I don't understand the difference between $$P$$ and $$Q$$..both are subgroups of $$G$$ with order of a power of $$p$$ and I thought that $$Q$$ can't be called a $$p$$ subgroup because the order of $$G$$ is not a power of $$p$$.

So it seems that I didn't understand the difference in definitions $$(1)$$ and $$(2)$$ after all.

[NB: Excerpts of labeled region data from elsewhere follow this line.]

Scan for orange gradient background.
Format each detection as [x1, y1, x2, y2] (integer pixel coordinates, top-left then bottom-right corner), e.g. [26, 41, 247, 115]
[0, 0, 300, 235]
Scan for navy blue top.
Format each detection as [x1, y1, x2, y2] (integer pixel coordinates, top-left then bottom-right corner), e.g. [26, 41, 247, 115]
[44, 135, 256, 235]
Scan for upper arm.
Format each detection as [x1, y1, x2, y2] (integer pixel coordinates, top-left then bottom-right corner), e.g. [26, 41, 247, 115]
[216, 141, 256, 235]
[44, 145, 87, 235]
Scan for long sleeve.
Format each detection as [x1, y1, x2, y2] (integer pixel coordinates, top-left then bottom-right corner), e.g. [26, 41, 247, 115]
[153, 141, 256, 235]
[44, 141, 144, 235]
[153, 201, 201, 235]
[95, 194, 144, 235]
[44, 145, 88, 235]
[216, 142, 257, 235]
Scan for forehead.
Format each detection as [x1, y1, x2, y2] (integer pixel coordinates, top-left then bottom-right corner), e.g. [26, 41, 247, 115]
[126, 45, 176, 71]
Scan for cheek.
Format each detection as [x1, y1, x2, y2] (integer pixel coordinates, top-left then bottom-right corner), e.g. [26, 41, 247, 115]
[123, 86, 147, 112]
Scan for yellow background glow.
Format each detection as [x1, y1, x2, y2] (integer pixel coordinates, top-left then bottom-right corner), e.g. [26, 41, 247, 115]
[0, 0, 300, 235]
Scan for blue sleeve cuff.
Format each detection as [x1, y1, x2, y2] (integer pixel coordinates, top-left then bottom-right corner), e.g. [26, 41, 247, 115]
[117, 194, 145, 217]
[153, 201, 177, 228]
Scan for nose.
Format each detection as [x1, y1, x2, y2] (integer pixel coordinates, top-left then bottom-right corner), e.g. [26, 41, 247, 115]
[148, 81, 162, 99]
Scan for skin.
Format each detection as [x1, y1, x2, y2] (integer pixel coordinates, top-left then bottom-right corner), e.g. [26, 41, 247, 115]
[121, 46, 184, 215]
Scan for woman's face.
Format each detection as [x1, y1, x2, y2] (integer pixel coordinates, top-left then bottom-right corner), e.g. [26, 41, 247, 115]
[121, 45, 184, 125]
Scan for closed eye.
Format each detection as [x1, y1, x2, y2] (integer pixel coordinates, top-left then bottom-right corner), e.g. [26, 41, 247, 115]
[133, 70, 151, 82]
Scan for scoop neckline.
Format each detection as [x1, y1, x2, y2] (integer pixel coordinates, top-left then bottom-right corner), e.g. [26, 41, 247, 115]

• The key point is "Sylow" means maximal prime power factor. If $G$ is a group of order $p^am$ where $m$ is not divisible by $p$, the $p$-subgroups are those with order any power of $p$ (always at most $p^a$) while the Sylow $p$-subgroups are those whose order is $p^a$. – KCd Apr 24 '15 at 21:11

A $$p$$-group is a group where the order of every element is a power of $$p$$. A direct consequence of this is that if the order of every element is a power of $$p$$, then the order of the group must be a power of $$p$$. This follows from Lagrange's theorem: the order of a subgroup divides the order of the group. So, one can say that a $$p$$-group is a group with order a power of $$p$$.
A Sylow $$p$$-subgroup, also called a $$p$$-Sylow subgroup, is a maximal $$p$$-subgroup of a group. This means that it is not a proper subgroup of any other $$p$$-subgroup of the main group. In other words, if $$G$$ is a group with order $$q^{\alpha}m$$, where $$q \nmid m$$, then the first Sylow theorem guarantees us a subgroup with order $$q^{\alpha}$$. This subgroup is called a Sylow $$q$$-subgroup of $$G$$.
One can say that every Sylow $$p$$-subgroup is a $$p$$-group, but not every $$p$$-group is a Sylow $$p$$-subgroup.
Let's take a group $$G$$ with order $$45$$. Then $$\left|G\right|=45=3^2 \cdot 5$$.
A subgroup of $$G$$ with order $$3^2$$ is a Sylow $$3$$-subgroup. A subgroup of $$G$$ with order $$5$$ is a Sylow $$5$$-subgroup of $$G$$. However, a subgroup with order $$3$$ is a $$3$$-subgroup, but it is NOT a Sylow $$3$$-subgroup.